Segundo: ganar tiempo para construir el nuevo partido. Después de la salida de Íñigo Errejón, tener tres años como poco para construir el nuevo partido no es una mala opción. Estando en el gobierno es más costoso en esfuerzos pues hay que estar muy pendientes de cuestiones gubernamentales que pueden hacer desviar del objetivo principal. Podemos es una organización frágil y eso no es conveniente, como se ha visto, para procesos de menor nivel que el estatal. Sin tener una cierta correa de transmisión de conocimientos en toda España es complicado poder funcionar como partido en todos los espacios. A esto se suma que el proceso de fusión fría con Izquierda Unida necesita de tiempo y esfuerzos para llevarse a cabo. Hay que pensar cómo hacerla, cómo canalizar otros colectivos y pasar a un Vistalegre III que suponga un nuevo comienzo. Además, en tres años el errejonismo se desgastará porque, al fin y al cabo, están sólo en Madrid y si los comunes decidiesen unirse a ellos casi harían un favor a largo plazo. De momento están haciendo el juego al PSOE diciendo que las elecciones en la capital se perdieron por culpa de Iglesias, sin pensar que igual su jugada provocó asco y repulsa en buena parte del electorado de izquierdas. A lo que habría que añadir su escaso bagaje de gestión más allá de los barrios burgueses bohemios o de pijos-progres.

Tercero: descolocaría a los demás partidos. Iglesias tendría que negarse a cualquier pacto hasta casi la entrada en la sesión de investidura en el segundo día de votación. No es sencillo que en Podemos se estén todos callados porque filtran hasta los vasos de papel de la sede de la calle Princesa lo que ocurre dentro. Por cierto algo que deberán empezar a controlar en la formación morada. Si se logra que nadie diga nada, o que Iglesias espere hasta la reunión previa a la votación para decirlo, y se vota sí haciendo un discurso duro contra Sánchez, incluso utilizando un poco la demagogia del pueblo y las necesidades, quedarían todos los partidos descolocados. El primero el PSOE que se quedaría sin argumentos y con cara de panolis. No se descarta que muden incluso a la blanca palidez que decía la canción de Procol Harum. Si Sánchez no consigue los apoyos suficientes no podrán decir que es culpa de Iglesias, lo intentarían, pero ese mensaje se desharía como un azucarillo. Y en nuevas elecciones las culpas para el apuntador, o lo que es lo mismo, sin mensaje central del campaña pues habrán gastado el peligro de los neofascistas y el de Podemos es muy malo.

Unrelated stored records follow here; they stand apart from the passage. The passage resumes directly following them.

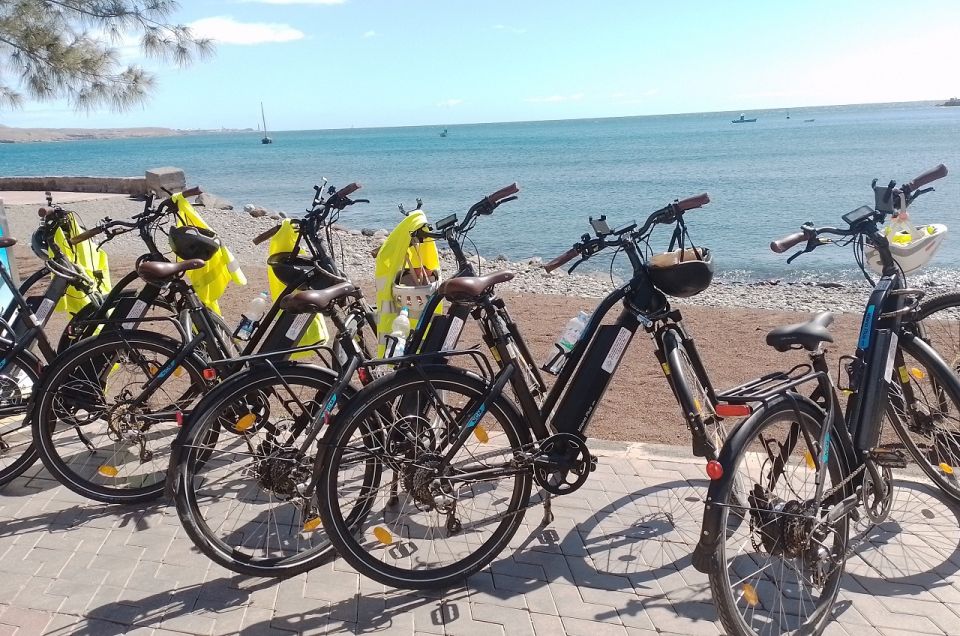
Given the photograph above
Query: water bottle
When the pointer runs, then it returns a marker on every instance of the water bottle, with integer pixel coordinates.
(252, 314)
(399, 331)
(566, 341)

Igual esto no le gusta Paolo Gentili, al que venden como el gurú detrás de la estrategia en Podemos y que parece un Iván Redondo pero en argentino. Pero que no le guste no quiere decir que sea una salida más que factible siendo realistas con la situación en la que está Podemos. Tras la campaña de las cloacas, con la mayoría de la prensa contra ellas y ellos, con una amenaza constante de los traidores del errejonismo y con Sánchez capándoles políticamente, igual no es la salida perfecta, ni la que desearían esas bases que se están partiendo la cara en las redes sociales. Mas sería una solución sorprendente y que daría a Iglesias tiempo. Si en la aparición de Podemos la guerra relámpago (blitzkrieg) era lo necesario, ahora lo que necesitan es tiempo para estar un poco separados de lo gubernamental y para ganarlo en pensar Podemos o lo que salga tras la unión a Izquierda Unida (si es que se produce) y el futuro con tres años por delante. Y gana no llevarse berrinches cuando el PSOE pacte el Estatuto de los Trabajadores con Ciudadanos, por ejemplo. Una solución como otra cualquiera pero que bien jugada puede resultar ganadora.